KMP Algo

Problem Statement

LPS

Pattern:

---

Solution

// O(2n)
public void getLps(String needle, int[] lps) {
	int currLps = 0, i = 1;
	while (i < needle.length())
		if (needle.charAt(i) == needle.charAt(currLps))
			lps[i++] = ++currLps;               // match        ->   increment lps
		else if (currLps == 0) lps[i++] = 0;    // currLps = 0  ->   lps not possible
		else currLps = lps[currLps - 1];        // currLps != 0 ->   match against prev currLps
}
 
public int kmp(String needle, String haystack) {
	// base condition
	if(needle.length() == 0) return 0;
 
	// get lps
	int[] lps = new int[needle.length()];
	getLps(needle, lps);
 
	// matching
	int i = 0, j = 0;
	while (i < haystack.length() && j < needle.length())
		if(haystack.charAt(i) == needle.charAt(j)) { i++; j++;}
		else if (j == 0) i++;
		else j = lps[j-1];
 
	if (j == needle.length()) return i - needle.length();
	return -1;
}

TC : $O(n+m)$ SC : $O(n)$ where n is the size of the needle

Notes

• KMP algo essentially keeps track of how much of a pattern has already been matched, and how much more needs to be matched.
• LPS array - Longest Prefix (common) Suffix (where neither is the whole string)

Matching

• During matching if mismatch is found, the needle pointer resumes to the earliest unmatched location in the needle.

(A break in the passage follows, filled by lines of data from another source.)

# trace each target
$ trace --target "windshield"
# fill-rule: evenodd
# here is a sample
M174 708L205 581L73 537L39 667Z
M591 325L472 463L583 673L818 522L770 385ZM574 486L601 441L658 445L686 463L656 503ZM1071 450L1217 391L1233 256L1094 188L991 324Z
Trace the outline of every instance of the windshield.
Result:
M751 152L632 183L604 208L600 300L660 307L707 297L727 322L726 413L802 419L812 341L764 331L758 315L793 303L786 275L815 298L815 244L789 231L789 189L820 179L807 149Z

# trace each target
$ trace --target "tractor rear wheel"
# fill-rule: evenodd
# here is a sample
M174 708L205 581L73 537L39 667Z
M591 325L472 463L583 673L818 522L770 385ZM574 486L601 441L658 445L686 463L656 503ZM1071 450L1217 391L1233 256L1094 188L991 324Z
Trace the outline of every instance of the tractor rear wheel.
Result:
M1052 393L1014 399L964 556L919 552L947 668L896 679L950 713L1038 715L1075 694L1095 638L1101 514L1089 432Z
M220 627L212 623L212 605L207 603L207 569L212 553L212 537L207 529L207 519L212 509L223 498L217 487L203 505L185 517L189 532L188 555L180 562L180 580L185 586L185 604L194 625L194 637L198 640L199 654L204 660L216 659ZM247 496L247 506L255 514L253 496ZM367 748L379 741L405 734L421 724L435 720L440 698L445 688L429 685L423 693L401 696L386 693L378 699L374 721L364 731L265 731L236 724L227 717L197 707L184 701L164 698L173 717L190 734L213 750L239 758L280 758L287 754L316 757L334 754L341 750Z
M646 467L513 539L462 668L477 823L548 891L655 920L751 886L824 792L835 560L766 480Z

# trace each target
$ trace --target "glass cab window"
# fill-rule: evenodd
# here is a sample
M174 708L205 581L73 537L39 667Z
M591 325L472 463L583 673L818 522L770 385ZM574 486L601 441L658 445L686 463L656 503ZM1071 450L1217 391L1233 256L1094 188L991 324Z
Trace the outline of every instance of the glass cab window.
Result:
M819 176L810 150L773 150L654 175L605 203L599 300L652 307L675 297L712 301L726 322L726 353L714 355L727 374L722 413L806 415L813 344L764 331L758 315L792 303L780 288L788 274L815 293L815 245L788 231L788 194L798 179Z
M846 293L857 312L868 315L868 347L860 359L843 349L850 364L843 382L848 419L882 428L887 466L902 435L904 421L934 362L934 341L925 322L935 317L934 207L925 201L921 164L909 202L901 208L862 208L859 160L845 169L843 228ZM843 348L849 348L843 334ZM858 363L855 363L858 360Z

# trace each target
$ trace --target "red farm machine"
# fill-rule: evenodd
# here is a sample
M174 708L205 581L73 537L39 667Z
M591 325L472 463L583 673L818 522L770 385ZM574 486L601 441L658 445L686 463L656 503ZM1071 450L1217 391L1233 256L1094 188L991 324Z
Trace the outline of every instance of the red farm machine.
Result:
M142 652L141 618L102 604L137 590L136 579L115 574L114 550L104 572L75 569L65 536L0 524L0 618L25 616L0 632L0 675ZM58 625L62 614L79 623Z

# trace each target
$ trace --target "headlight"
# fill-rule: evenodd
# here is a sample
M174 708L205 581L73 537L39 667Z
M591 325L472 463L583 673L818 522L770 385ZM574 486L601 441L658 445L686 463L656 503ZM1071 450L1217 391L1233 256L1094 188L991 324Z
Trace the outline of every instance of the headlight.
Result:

HOW?
• Dry Run :
  • needle = "sosos" haystack = "sosoososos"
  • LPS array made would be [0, 0, 1, 2, 3]
  • when needle ptr i is at index 4 and haystack ptr j is at index 4 and theres a mismatch
    • needle ptr gets sent to and resumes after the earliest match j = lps[j-1]
    • when there is a mismatch at j = 4, lps [3] -> 2 says : Resume checking from index 2, since the longest prefix suffix of the string of size is of length 2, it has already occurred once before, now resume checking from the 3rd character.
  • didnt explain it too well, you get the idea.